The first story is “Operation Zero Point” by Daniel and Charles Knauf with art from Mitch Bretweiser. This story is fairly straight forward, with Cap being sent to take out the Nazi’s new flying-saucer inspired aircraft. Along the way, Cap gets captured by a Nazi cyborg and attempts to rescue himself and the Jewish physicist who was forced into creating the flying death machines. Bretweiser’s art is phenomenal in this story, looking very realistic.

This is followed up with “Prisoners of Duty” by writers Kyle Higgins and Alec Siegel (who brought us the short film The League) with art by Agustin Adilla. Steve Rogers is kidnapped and placed into a Nazi prisoners camp, having to find a way to liberate the other American POWs and himself. Along the way he meets a German nurse who has been forced into working there.

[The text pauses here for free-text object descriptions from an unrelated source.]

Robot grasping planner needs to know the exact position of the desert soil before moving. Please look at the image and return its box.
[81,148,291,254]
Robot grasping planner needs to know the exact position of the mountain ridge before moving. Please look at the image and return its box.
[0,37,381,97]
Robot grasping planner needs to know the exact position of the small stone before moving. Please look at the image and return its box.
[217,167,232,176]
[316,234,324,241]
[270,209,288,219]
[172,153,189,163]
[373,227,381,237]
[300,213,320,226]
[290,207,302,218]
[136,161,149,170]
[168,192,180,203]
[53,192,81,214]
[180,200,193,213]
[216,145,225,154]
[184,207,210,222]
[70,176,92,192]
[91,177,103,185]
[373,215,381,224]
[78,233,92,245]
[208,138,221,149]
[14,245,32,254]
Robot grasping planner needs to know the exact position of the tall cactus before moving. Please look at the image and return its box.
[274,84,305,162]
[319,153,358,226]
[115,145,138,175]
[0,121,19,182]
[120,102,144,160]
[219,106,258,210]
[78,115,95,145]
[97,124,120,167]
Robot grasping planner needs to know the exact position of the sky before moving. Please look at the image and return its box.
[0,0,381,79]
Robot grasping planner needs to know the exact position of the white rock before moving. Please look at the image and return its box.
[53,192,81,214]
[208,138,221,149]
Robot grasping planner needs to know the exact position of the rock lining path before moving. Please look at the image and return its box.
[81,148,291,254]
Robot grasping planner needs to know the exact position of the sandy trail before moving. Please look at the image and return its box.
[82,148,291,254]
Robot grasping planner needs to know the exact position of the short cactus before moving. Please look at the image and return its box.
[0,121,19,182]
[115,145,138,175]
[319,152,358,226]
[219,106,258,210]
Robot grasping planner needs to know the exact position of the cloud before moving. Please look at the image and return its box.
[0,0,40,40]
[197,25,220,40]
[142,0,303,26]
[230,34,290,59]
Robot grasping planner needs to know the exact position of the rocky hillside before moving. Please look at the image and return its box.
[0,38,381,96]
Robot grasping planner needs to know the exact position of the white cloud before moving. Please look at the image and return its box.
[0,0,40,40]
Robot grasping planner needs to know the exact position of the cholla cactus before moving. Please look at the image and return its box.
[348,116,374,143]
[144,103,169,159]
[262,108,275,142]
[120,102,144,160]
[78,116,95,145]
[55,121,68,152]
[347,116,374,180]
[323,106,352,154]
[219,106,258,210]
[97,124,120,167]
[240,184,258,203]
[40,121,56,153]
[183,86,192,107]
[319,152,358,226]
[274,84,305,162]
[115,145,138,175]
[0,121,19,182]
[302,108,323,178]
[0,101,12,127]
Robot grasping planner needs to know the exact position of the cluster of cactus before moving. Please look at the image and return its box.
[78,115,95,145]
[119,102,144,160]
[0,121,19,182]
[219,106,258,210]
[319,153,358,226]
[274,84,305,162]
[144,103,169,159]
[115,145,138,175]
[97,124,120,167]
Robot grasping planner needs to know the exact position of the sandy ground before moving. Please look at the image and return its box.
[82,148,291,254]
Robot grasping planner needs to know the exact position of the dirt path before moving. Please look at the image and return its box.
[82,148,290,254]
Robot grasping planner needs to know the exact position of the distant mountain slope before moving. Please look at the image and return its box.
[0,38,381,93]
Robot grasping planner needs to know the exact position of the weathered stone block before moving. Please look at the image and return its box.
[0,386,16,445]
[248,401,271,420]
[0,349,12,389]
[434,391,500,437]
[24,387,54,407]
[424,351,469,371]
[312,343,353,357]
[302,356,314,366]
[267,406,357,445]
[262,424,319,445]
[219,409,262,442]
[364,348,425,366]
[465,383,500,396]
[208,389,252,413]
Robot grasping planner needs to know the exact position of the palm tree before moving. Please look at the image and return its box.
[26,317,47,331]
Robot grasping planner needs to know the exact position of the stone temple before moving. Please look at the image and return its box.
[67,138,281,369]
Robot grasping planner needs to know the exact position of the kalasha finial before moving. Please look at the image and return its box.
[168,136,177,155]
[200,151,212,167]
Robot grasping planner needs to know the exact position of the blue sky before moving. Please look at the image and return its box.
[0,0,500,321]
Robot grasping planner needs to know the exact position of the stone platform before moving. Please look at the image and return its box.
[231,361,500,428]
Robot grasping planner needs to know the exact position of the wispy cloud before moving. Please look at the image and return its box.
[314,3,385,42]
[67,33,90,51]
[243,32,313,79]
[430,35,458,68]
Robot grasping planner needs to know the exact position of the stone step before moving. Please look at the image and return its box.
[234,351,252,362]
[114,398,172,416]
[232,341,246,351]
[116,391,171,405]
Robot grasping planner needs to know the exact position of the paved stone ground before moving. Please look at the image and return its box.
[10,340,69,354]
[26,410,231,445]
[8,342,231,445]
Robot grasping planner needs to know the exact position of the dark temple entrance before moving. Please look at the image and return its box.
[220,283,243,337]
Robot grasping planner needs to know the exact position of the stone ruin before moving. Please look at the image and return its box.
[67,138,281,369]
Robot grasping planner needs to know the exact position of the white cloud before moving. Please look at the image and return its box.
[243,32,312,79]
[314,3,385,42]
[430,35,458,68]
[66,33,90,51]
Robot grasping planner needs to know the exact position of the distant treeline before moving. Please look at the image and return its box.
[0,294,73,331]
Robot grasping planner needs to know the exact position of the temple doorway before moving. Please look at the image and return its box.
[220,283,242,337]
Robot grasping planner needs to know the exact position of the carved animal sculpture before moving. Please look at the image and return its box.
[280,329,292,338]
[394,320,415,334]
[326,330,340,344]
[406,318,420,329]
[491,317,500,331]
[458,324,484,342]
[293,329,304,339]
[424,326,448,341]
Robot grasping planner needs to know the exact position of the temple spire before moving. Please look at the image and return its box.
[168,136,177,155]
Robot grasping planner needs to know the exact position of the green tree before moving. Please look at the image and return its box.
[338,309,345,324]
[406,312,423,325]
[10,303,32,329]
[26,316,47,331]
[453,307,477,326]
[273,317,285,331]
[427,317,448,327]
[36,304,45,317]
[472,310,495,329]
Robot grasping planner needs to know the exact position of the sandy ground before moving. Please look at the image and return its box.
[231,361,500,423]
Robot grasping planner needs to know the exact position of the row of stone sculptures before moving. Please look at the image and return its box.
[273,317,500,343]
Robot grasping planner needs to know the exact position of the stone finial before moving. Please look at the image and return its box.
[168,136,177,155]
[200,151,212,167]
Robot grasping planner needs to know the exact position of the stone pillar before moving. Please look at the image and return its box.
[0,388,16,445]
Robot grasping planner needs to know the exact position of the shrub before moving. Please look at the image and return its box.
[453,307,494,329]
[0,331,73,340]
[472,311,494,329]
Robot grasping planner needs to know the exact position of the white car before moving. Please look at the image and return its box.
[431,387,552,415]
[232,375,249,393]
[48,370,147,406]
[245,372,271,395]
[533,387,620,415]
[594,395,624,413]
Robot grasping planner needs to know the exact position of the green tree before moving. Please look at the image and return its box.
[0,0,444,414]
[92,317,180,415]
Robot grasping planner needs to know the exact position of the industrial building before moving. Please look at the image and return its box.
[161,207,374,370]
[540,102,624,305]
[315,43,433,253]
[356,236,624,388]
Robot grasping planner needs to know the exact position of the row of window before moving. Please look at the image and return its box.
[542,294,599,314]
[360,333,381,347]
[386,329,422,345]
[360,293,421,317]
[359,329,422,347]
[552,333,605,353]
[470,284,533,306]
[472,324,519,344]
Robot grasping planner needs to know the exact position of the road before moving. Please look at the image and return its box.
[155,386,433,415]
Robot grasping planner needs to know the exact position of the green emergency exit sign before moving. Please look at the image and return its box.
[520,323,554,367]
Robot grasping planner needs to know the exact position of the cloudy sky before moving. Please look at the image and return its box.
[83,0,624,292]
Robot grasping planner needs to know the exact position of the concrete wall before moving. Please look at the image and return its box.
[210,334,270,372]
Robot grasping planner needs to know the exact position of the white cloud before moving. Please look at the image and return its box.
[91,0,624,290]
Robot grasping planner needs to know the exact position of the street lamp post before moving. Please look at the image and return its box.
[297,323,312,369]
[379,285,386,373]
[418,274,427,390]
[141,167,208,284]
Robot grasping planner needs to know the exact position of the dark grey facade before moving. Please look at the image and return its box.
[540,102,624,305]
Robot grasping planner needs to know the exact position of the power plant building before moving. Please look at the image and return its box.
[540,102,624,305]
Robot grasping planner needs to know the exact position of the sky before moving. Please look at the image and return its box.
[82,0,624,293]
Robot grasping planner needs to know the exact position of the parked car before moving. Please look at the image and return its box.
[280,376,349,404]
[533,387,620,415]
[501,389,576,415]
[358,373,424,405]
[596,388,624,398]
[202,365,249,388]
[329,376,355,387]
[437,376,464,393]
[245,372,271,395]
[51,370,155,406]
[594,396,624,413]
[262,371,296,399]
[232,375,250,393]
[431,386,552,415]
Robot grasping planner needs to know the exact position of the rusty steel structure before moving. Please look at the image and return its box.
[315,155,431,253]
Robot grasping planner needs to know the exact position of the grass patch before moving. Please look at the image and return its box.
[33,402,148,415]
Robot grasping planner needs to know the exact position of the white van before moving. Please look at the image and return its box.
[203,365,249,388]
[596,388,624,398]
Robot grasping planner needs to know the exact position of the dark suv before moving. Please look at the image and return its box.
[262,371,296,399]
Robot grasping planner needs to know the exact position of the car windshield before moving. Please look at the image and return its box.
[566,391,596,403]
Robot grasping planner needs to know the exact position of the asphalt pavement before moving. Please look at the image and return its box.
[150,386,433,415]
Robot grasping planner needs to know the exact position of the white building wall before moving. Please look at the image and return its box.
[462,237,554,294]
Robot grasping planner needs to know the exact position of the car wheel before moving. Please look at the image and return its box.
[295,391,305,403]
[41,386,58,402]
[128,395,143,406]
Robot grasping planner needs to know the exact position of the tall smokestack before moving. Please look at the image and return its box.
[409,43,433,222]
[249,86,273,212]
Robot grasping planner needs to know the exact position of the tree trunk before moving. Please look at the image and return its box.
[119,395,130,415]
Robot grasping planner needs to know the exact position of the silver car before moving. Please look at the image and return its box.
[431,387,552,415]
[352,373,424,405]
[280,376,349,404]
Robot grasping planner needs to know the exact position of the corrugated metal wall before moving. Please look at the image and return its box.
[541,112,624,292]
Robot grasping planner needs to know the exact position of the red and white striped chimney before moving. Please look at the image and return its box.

The best of the lot concludes this volume, with a tale by Howard Chaykin featuring Captain America in the 1950s. Wait a minute, wasn’t Captain America frozen after World War II? Yes. Marvel has explained that the comics featuring Cap in the 1950s (where he traded in fighting Nazis for communist spies and Soviet agents) are the stories of William Burnside, who took up the mantle during the 1950s.

Along side a young Nick Fury, this Captain is trying to get to the bottom of Soviet activity in America, all the while facing an overzealous Joseph McCarthy-esque Senator who is trying to turn the public.

Chaykin does a great job with this story; the ending is a bit of a swerve. Him writing about this time period is a perfect fit for his art style; it makes me all the more excited for Retro Avengers.